UNTERGANG DER STADT ROLL

Am rechten Ufer des Thunersees, unweit des Schloßturmes Ralligen und des Dörfchens Merlingen, liegt nach einer allgemeinen Sage die Stadt Roll unter dem Schutt begraben. Sie soll durch einen furchtbaren Bergsturz verschüttet worden sein, indem ein großer Gipfel der zerrissenen Ralligstöcke sich losgerissen habe und nach dem See hin gestürzt sei. Noch jetzt liegen dort große Felsblöcke von festem Kalkstein. Auch ein schloßähnliches Gebäude, Ralligschloß, einige Minuten vor dem Schuttplatz gelegen, soll ein Überbleibsel sein. Vor nicht langer Zeit hat man unter einem großen Felsstück eiserne Werkzeuge gefunden. Folgende Sage geht darüber im Munde des Volkes:

Eines Abends, als sich die Bewohner jener Stadt zur Ruhe begeben wollten, kam ein Zwerglein (Bergmännlein) vom Berg herab und begehrte Nachtherberge, wurde aber von den ungastlichen Leuten abgewiesen. Nirgend fand es freundliche Aufnahme als bei den Bewohnern des Ralligschlosses. Des anderen Morgens stellte sich das Zwerglein auf den Gipfel der spitzen Fluh (Giebelfluh) und rief mit folgenden Worten die Unglücksbotschaft über die Stadt aus:

Stadt Roll, zieh us mit dinem Volch!
Die spitzi Ruh ist g'spalte;
Schlegel und Wegge si g'halte,
Zieh'us, dem Stampach zu!

Aber niemand hörte auf diese Warnung und das Unglück brach herein.

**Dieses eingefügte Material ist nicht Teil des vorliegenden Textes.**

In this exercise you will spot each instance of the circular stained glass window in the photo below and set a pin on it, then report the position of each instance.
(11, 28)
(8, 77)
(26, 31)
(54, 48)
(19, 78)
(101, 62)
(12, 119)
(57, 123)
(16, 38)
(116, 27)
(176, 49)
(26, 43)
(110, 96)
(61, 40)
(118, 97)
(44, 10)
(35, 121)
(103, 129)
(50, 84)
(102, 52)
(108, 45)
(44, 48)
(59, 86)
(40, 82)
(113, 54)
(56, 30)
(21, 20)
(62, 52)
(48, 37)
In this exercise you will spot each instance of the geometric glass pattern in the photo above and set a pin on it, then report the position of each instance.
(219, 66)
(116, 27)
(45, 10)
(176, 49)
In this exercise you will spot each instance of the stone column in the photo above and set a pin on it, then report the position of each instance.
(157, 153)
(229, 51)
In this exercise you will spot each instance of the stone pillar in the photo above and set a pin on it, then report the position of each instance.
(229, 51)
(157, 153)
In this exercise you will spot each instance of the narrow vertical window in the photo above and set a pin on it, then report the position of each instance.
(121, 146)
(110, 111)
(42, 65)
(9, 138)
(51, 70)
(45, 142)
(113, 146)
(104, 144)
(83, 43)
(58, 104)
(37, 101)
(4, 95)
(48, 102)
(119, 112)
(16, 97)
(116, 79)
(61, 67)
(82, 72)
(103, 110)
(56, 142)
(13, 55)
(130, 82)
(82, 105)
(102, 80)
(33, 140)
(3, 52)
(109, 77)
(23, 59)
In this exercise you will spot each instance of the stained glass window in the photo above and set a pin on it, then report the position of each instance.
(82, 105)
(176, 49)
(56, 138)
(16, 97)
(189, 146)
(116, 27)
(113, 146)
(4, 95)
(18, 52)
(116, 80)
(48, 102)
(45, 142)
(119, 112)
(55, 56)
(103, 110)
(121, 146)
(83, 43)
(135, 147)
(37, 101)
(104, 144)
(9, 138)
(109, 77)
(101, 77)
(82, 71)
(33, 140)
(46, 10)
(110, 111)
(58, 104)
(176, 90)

Der größte Teil der spitzen Fluh riß sich los und zermalmte die Stadt samt ihren Bewohnern. Niemand wurde gerettet als die gastfreundlichen Bewohner des jetzt noch stehenden Ralligschlosses. Jetzt gleicht dieser Ort einer Einöde, nur auf eine spärliche Weide treibt der Schaf- und Ziegenhirt seine Herde.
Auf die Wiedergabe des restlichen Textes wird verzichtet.